On November 20, 2013, the Blue Jays added McGuire to their 40-man roster. On March 10, 2014, the Blue Jays optioned him to the Buffalo Bisons of the Class AAA International League. McGuire was designated for assignment on July 17, 2014, to make room for Brad Mills. He had posted a 5.56 ERA in his first trip to Triple-A.

===Oakland Athletics===
On July 24, 2014, the Blue Jays traded McGuire to the Oakland Athletics for cash considerations. He was optioned to the Sacramento River Cats of the Class AAA Pacific Coast League (PCL). When the Athletics acquired Adam Dunn on August 31, McGuire was designated for assignment and assigned outright to Sacramento. McGuire was released from the Athletics organization before the start of the 2015 season.

===Los Angeles Dodgers===
McGuire was subsequently signed to a minor league contract by the Los Angeles Dodgers and was assigned to the Tulsa Drillers of the Double-A Texas League to start the season. He pitched in 30 games (with 18 starts) between Tulsa and the Oklahoma City Dodgers of the PCL and was 9–6 with a 3.69 ERA.

===St. Louis Cardinals===
On November 26, 2015, McGuire signed a minor league contract with the St. Louis Cardinals. He began the 2016 season with the Triple–A Memphis Redbirds of the PCL, and also made one appearance for the Double–A Springfield Cardinals. In 26 starts for Memphis, McGuire registered a 7–11 record and 5.10 ERA with 111 strikeouts across 134 innings pitched. He elected free agency following the season on November 7, 2016.

===Cincinnati Reds===
On February 20, 2017, McGuire signed a minor league contract with the Cincinnati Reds. He pitched for the Pensacola Blue Wahoos of the Double–A Southern League. On September 12, the Reds promoted McGuire to the major leagues. He appeared in six games for the Reds in 2017, and pitched to a 1–1 record, 2.63 ERA, and 11 strikeouts in 132/3 innings. On November 3, McGuire was removed from the 40–man roster and sent outright to Triple-A. He elected free agency on November 6.

===Toronto Blue Jays (second stint)===
On November 16, 2017, McGuire signed a minor league contract with an invitation to spring training with the Toronto Blue Jays. On May 13, 2018, McGuire was brought up to the Blue Jays. He was designated for assignment on June 9.

===Los Angeles Angels===
On June 15, 2018, McGuire was claimed off waivers by the Texas Rangers and immediately optioned to Triple-A. Three days later, he was designated for assignment. On June 19, McGuire was traded to the Los Angeles Angels for cash considerations or a player to be named later. In 17 games, he collected an ERA of 6.07 in 29 2/3 innings. He elected free agency on November 2, 2018.

===Samsung Lions===
On November 29, 2018, McGuire signed a one-year, $950,000 contract with the Samsung Lions of the KBO League. On April 21, 2019, McGuire threw a no-hitter against the Hanwha Eagles, striking out 13 batters en route to a 16–0 win. McGuire was released by the Lions on August 7, 2019, following the signing of Ben Lively.

===Tampa Bay Rays===
On February 14, 2020, McGuire signed a minor league deal with the Tampa Bay Rays. He did not play in a game in 2020 due to the cancellation of the minor league season because of the COVID-19 pandemic. McGuire was released by the Rays organization on May 28.

===Rakuten Monkeys===
On December 30, 2020, McGuire signed with the Rakuten Monkeys of the Chinese Professional Baseball League. He made his CPBL debut on April 20, 2021. McGuire was released by the Monkeys on August 30, 2021.
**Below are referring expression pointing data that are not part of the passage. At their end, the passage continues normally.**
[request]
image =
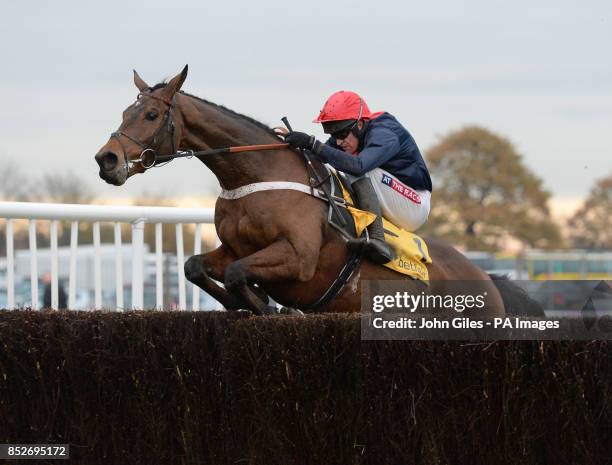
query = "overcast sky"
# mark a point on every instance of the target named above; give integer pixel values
(539, 73)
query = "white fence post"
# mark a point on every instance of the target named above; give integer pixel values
(10, 265)
(197, 250)
(159, 267)
(180, 259)
(97, 267)
(74, 240)
(54, 275)
(118, 268)
(137, 264)
(95, 214)
(33, 265)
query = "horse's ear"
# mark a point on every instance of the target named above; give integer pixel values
(142, 86)
(175, 84)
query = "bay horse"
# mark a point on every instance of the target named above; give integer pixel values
(274, 243)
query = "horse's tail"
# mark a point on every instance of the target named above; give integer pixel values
(516, 300)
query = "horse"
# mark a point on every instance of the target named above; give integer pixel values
(275, 243)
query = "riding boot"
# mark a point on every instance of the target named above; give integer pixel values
(374, 247)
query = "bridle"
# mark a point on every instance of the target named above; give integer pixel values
(168, 122)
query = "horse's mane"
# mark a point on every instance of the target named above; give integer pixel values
(221, 107)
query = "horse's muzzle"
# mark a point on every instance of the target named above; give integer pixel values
(107, 161)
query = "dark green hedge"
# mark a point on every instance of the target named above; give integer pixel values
(217, 388)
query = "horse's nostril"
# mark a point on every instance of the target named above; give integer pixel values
(107, 160)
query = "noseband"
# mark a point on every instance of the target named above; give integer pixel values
(148, 152)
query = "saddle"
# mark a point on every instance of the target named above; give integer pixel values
(350, 221)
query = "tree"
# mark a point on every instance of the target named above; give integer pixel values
(591, 225)
(485, 196)
(14, 185)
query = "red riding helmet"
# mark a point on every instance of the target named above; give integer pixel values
(344, 105)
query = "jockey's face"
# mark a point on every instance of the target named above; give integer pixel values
(350, 143)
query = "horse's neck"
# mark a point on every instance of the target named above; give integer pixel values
(207, 126)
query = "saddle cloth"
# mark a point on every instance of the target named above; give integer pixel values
(411, 250)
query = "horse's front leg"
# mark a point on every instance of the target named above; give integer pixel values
(278, 262)
(203, 270)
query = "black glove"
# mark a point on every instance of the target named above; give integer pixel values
(300, 140)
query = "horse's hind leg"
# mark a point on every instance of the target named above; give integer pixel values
(203, 270)
(277, 262)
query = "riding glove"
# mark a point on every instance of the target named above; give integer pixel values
(301, 140)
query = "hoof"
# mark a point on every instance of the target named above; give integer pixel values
(270, 310)
(194, 269)
(234, 277)
(291, 311)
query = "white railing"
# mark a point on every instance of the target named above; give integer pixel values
(95, 214)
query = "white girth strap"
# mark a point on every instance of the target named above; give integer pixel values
(267, 186)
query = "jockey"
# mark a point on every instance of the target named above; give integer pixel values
(383, 163)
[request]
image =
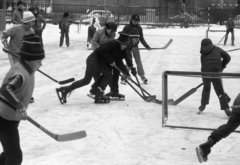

===Gastonia Honey Hunters===
On March 31, 2022, McGuire signed with the Gastonia Honey Hunters of the Atlantic League of Professional Baseball. In 6 starts, McGuire posted a 5–0 record with a 1.91 ERA and 41 strikeouts over 37 2/3 innings.

===Cincinnati Reds (second stint)===
On May 25, 2022, McGuire's contract was purchased by the Cincinnati Reds organization. In 20 games (14 starts) for the Triple-A Louisville Bats, he posted a 4-5 record and 6.32 ERA with 60 strikeouts across 74 innings of work. McGuire elected free agency following the season on November 10.

McGuire announced his retirement from baseball on December 16, 2022.

==Coaching career==
On October 11, 2023, McGuire was hired by the Georgia Institute of Technology to serve as an undergraduate assistant coach.